Secondo quanto comunicato dalle forze dell'ordine, erano convinti che il luogo particolarmente inusuale e normalmente frequentato da persone che attendono il lavaggio dei propri indumenti, fosse sicuro.
Nel primo pomeriggio di lunedì 12 aprile, però, i carabinieri della Compagnia di Sassuolo hanno predisposto un servizio in abiti borghesi nei pressi una lavanderia self-service. Nel servizio di osservazione i militari hanno verificato che dei ragazzi arrivavano a bordo di veicoli, entravano nella lavanderia andando via subito dopo.
Accertato che si trattava di attività di spaccio di sostanze stupefacenti, i militari hanno deciso di intervenire rapidamente.

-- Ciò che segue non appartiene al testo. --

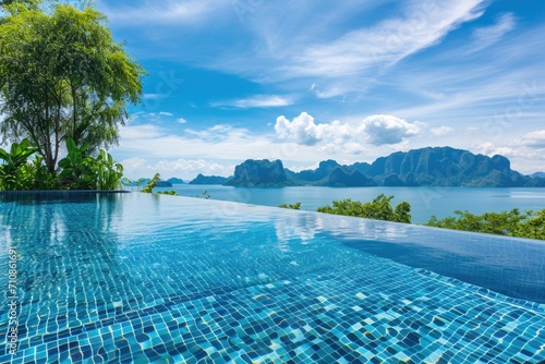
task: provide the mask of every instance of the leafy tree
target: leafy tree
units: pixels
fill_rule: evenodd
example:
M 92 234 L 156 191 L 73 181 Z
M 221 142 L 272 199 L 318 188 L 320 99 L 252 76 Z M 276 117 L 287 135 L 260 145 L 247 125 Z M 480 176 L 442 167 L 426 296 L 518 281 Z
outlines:
M 31 146 L 31 141 L 27 138 L 21 143 L 13 143 L 10 151 L 0 148 L 0 189 L 5 190 L 24 190 L 24 179 L 22 175 L 23 167 L 29 156 L 37 151 Z
M 526 219 L 517 226 L 512 235 L 545 240 L 545 209 L 526 211 Z
M 410 223 L 411 205 L 408 202 L 402 202 L 396 208 L 392 208 L 390 205 L 392 198 L 393 196 L 386 197 L 385 194 L 379 194 L 373 202 L 364 204 L 346 198 L 334 201 L 332 206 L 318 207 L 317 211 Z
M 106 16 L 58 4 L 50 13 L 13 3 L 0 25 L 0 124 L 4 141 L 31 139 L 53 173 L 62 142 L 90 154 L 117 144 L 145 71 L 117 44 Z
M 456 210 L 455 217 L 444 219 L 432 218 L 425 223 L 428 227 L 484 232 L 530 239 L 545 239 L 545 209 L 521 214 L 518 208 L 510 211 L 485 213 L 473 215 L 469 211 Z
M 39 4 L 44 2 L 43 0 L 3 0 L 0 1 L 0 7 L 9 7 L 11 4 L 22 4 L 28 9 L 38 10 Z

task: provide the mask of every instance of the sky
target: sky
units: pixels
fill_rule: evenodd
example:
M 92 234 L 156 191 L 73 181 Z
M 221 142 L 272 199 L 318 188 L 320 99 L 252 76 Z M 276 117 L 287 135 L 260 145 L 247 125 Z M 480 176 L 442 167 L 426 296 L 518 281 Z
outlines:
M 485 0 L 97 1 L 147 71 L 125 177 L 294 171 L 451 146 L 545 171 L 545 7 Z

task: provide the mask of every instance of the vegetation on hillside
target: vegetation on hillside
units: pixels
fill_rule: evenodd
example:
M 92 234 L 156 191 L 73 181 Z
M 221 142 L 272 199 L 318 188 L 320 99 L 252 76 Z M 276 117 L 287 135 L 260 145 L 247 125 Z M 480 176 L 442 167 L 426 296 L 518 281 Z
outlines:
M 301 203 L 294 203 L 294 204 L 280 204 L 278 207 L 281 207 L 281 208 L 291 208 L 291 209 L 294 209 L 294 210 L 298 210 L 301 208 Z
M 410 223 L 411 204 L 402 202 L 396 207 L 392 207 L 390 204 L 392 198 L 393 196 L 387 197 L 385 194 L 379 194 L 372 202 L 364 204 L 359 201 L 346 198 L 341 201 L 334 201 L 332 206 L 327 205 L 318 207 L 317 211 Z
M 483 215 L 456 210 L 455 216 L 440 220 L 432 216 L 425 226 L 545 240 L 545 209 L 521 214 L 518 208 L 513 208 L 510 211 Z

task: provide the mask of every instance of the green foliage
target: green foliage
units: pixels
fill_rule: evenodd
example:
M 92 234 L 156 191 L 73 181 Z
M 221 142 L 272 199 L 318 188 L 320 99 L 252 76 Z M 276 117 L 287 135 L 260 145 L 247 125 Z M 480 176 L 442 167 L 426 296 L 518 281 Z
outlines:
M 528 210 L 521 214 L 518 208 L 513 208 L 510 211 L 483 215 L 456 210 L 455 215 L 455 217 L 449 216 L 440 220 L 432 216 L 425 226 L 545 240 L 545 209 L 536 213 Z
M 27 138 L 21 143 L 13 143 L 10 151 L 0 148 L 0 189 L 2 190 L 27 190 L 28 170 L 25 169 L 29 156 L 37 151 L 31 146 Z
M 157 191 L 158 195 L 170 195 L 170 196 L 178 196 L 178 192 L 174 190 L 171 191 Z
M 113 160 L 113 157 L 100 149 L 96 158 L 97 190 L 116 190 L 123 177 L 123 166 Z
M 153 193 L 157 183 L 161 180 L 161 175 L 159 173 L 155 173 L 154 178 L 142 189 L 141 192 L 144 193 Z
M 294 209 L 294 210 L 298 210 L 301 208 L 301 203 L 294 203 L 294 204 L 281 204 L 279 205 L 278 207 L 281 207 L 281 208 L 291 208 L 291 209 Z
M 88 144 L 77 147 L 66 139 L 68 155 L 59 161 L 62 171 L 59 181 L 68 190 L 116 190 L 123 175 L 123 166 L 116 162 L 106 150 L 96 158 L 88 155 Z
M 72 138 L 66 139 L 68 156 L 59 161 L 61 185 L 66 190 L 93 190 L 97 175 L 94 170 L 95 159 L 87 154 L 89 145 L 81 147 Z
M 21 185 L 17 190 L 59 190 L 59 179 L 47 170 L 44 158 L 34 156 L 31 162 L 21 167 Z
M 22 1 L 24 2 L 24 1 Z M 117 44 L 106 16 L 56 4 L 50 13 L 4 7 L 0 24 L 0 124 L 4 139 L 31 139 L 52 173 L 64 139 L 89 154 L 117 144 L 145 71 Z
M 318 207 L 318 213 L 335 214 L 363 217 L 376 220 L 386 220 L 395 222 L 411 222 L 411 205 L 408 202 L 402 202 L 392 208 L 390 205 L 393 196 L 386 197 L 385 194 L 379 194 L 371 203 L 364 203 L 346 198 L 334 201 L 332 206 Z

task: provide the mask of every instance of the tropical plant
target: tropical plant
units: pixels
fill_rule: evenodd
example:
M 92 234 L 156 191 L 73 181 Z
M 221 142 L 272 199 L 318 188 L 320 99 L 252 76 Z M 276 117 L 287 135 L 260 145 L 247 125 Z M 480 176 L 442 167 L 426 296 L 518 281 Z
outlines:
M 170 196 L 178 196 L 178 192 L 174 190 L 171 191 L 157 191 L 158 195 L 170 195 Z
M 88 156 L 89 145 L 81 147 L 72 138 L 66 139 L 66 157 L 59 160 L 61 186 L 68 190 L 94 190 L 97 185 L 96 161 Z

Al momento dell'arresto lo spacciatore- che si trovava all’interno della lavanderia- seppur avvisato dal complice che faceva da “palo” all'esterno, non ha avuto il tempo di disfarsi della sostanza stupefacente. La droga era appoggiata sul tavolo della lavanderia contenuta in alcune buste.
I due stranieri di origini marocchine, un 34enne e un 27enne, si sono dati alla fuga per le vie della città per circa 2 km, scavalcando una recinzione e lanciandosi nel vuoto dalla parte opposta a un’altezza di circa cinque metri. Arrivati quasi al centro della città, grazie anche alla collaborazione di alcuni cittadini accorsi in supporto ai carabinieri, i due sono stati fermati opponendo ancora energica resistenza ai militari che con non poche difficoltà li hanno tratti in arresto.
Nel tentativo di immobilizzarli, un militare ha riportato anche diverse escoriazioni. La perquisizione personale ha permesso di rinvenire sui due cittadini magrebini oltre 7mila euro in contanti, somma sequestrata poiché ricavata dall’attività criminale. Sequestrati anche oltre 13 grammi di cocaina abbandonati nella fuga e rinvenuti all’interno della lavanderia.
I due cittadini senza fissa dimora, noti per i loro precedenti specifici, sono stati arrestati per detenzione ai fini di spaccio di sostanze stupefacenti e resistenza a pubblico ufficiale.
Nella mattinata di martedì 13 aprile l'arresto è stato convalidato dal giudice e per i due è scattato il divieto di dimora nella Provincia di Modena.